Fed funds futures data compiled by Bloomberg showed traders saw a 76 percent chance U.S. policy makers will raise the target for overnight loans between banks by their September 2015 meeting, up from 73 percent on Aug. 29. The target rate has been in a range of zero to 0.25 percent since December 2008.

“The Fed is cautious, they haven’t quite fulfilled all of their targets,” Lennon Sweeting, a San Francisco-based dealer at the broker and payment provider USForex Inc., said in a phone interview. “It’s unlikely we’re going to see a hawkish Fed here.”
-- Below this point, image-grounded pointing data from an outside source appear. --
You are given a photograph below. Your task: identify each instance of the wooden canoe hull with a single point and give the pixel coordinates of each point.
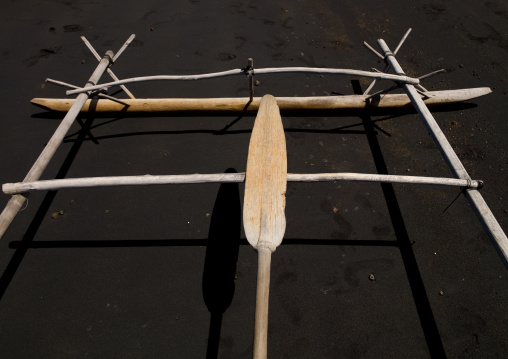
(236, 104)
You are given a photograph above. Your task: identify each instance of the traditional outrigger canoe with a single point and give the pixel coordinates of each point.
(235, 104)
(266, 174)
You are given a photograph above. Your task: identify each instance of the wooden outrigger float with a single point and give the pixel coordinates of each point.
(235, 104)
(266, 174)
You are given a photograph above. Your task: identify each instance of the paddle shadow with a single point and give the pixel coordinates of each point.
(220, 262)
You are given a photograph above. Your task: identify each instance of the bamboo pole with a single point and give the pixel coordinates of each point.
(235, 104)
(271, 70)
(147, 180)
(481, 208)
(16, 202)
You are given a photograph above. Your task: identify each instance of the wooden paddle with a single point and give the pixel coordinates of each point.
(264, 202)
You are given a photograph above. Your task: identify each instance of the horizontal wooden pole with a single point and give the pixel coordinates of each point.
(56, 184)
(235, 104)
(261, 71)
(16, 202)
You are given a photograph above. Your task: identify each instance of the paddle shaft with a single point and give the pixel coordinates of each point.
(262, 299)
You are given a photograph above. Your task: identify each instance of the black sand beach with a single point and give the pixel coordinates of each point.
(365, 270)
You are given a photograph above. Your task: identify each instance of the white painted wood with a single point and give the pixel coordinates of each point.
(15, 203)
(485, 215)
(270, 70)
(285, 103)
(147, 180)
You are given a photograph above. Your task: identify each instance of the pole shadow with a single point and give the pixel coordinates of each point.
(424, 310)
(220, 262)
(19, 254)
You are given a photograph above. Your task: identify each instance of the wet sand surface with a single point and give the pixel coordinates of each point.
(166, 271)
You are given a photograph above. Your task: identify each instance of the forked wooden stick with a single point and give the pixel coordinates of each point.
(264, 221)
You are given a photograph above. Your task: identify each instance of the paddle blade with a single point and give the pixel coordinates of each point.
(264, 221)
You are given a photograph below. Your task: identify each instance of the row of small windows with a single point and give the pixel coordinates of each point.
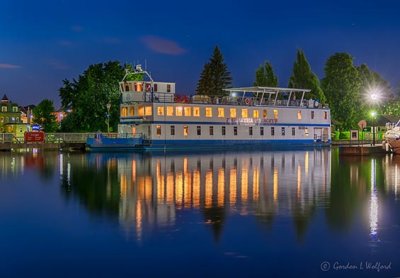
(223, 130)
(208, 112)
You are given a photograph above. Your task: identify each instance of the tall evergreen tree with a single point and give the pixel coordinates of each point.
(302, 77)
(265, 76)
(88, 97)
(341, 85)
(215, 76)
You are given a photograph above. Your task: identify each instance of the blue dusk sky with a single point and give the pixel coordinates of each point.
(43, 42)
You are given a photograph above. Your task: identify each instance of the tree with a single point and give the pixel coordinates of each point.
(302, 77)
(215, 76)
(43, 115)
(341, 85)
(265, 76)
(88, 97)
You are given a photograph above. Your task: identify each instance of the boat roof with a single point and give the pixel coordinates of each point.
(261, 89)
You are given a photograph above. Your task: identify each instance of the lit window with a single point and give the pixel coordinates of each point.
(255, 114)
(275, 114)
(221, 112)
(232, 112)
(160, 111)
(140, 110)
(245, 113)
(149, 111)
(170, 111)
(208, 112)
(188, 111)
(196, 111)
(299, 115)
(179, 111)
(124, 111)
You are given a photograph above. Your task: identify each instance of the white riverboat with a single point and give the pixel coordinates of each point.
(246, 116)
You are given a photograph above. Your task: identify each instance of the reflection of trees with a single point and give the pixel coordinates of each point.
(351, 184)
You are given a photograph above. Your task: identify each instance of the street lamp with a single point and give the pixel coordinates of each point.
(108, 116)
(373, 116)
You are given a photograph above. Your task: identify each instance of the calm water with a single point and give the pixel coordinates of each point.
(232, 214)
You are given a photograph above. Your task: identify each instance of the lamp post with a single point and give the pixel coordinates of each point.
(108, 116)
(373, 116)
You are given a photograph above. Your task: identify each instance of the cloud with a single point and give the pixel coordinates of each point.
(58, 65)
(9, 66)
(111, 40)
(163, 46)
(65, 43)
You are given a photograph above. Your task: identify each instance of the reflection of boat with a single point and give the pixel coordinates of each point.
(392, 137)
(152, 112)
(107, 142)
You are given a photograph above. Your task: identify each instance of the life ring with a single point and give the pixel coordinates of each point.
(247, 101)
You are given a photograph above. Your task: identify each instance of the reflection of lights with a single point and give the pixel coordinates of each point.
(306, 163)
(232, 185)
(275, 189)
(256, 183)
(178, 188)
(221, 186)
(373, 217)
(245, 184)
(196, 188)
(61, 164)
(298, 181)
(208, 188)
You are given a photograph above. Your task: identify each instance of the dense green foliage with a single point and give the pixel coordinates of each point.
(43, 115)
(265, 76)
(88, 96)
(303, 78)
(215, 76)
(342, 85)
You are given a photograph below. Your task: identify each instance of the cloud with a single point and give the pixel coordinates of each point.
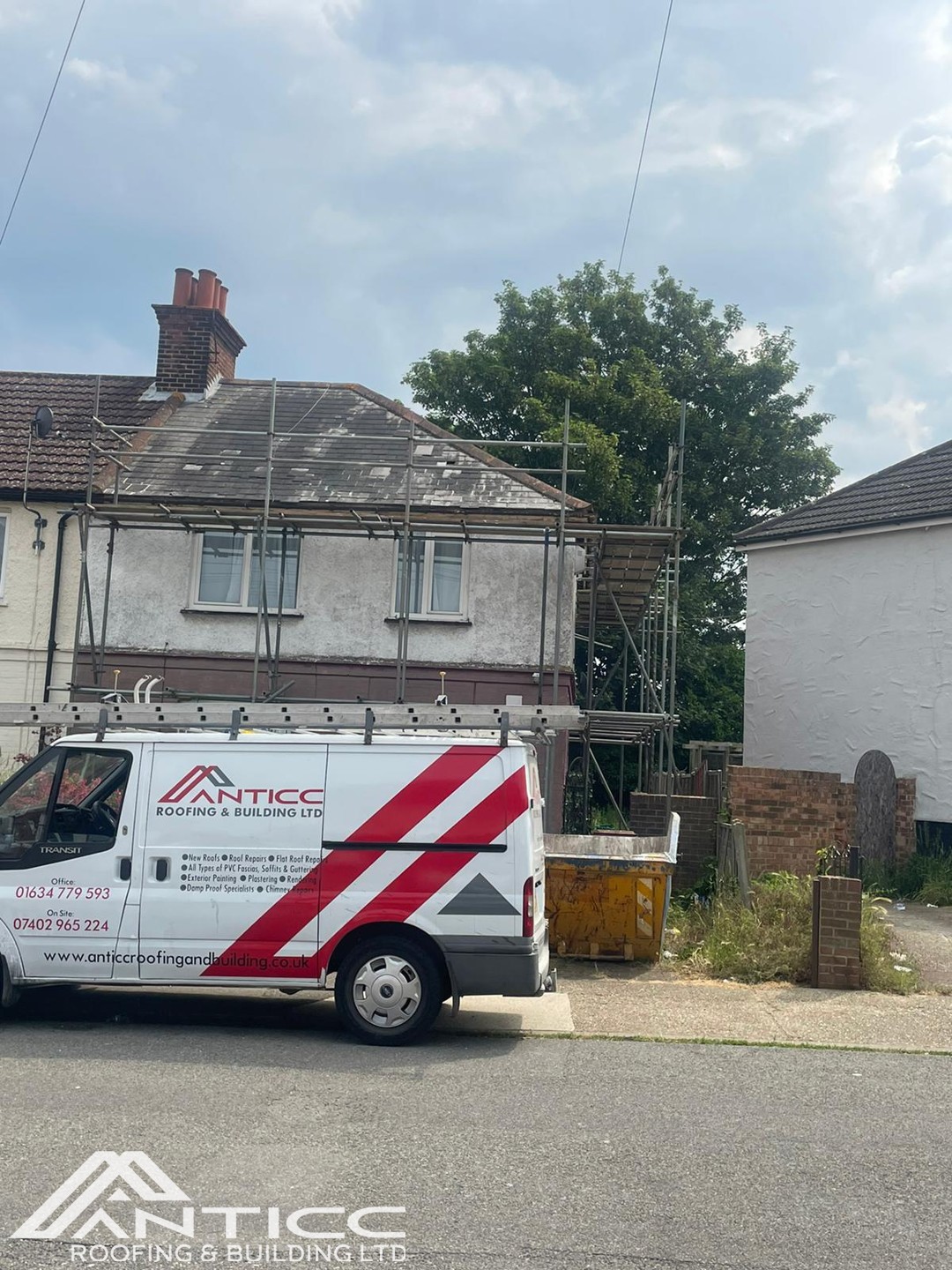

The dollar rose 3.1 percent in the past month in a basket of 10 developed-nation currencies tracked by the Bloomberg Correlation-Weighted Indexes, the best performer. The yen fell 2 percent, the biggest loser, and the euro declined 0.6 percent. The Swiss franc also fell 0.6 percent.

The franc, traditionally a haven currency, rose 0.1 percent today to 1.2087 per euro. It approached the 1.20 per-euro cap imposed by the Swiss National Bank, intensifying speculation the central bank will need to intervene to weaken the currency.

“Since September 2012, the Swiss National Bank hasn’t been forced to intervene in currency markets to prevent the Swiss franc from a renewed appreciation to avoid an unwarranted tightening of monetary conditions,” analysts led by Carl Hammer, chief foreign-exchange strategist at SEB AB in Stockholm, wrote in a report. “The SNB must be highly alert that upward pressures on the franc could intensify further, making another round of interventions inevitable.”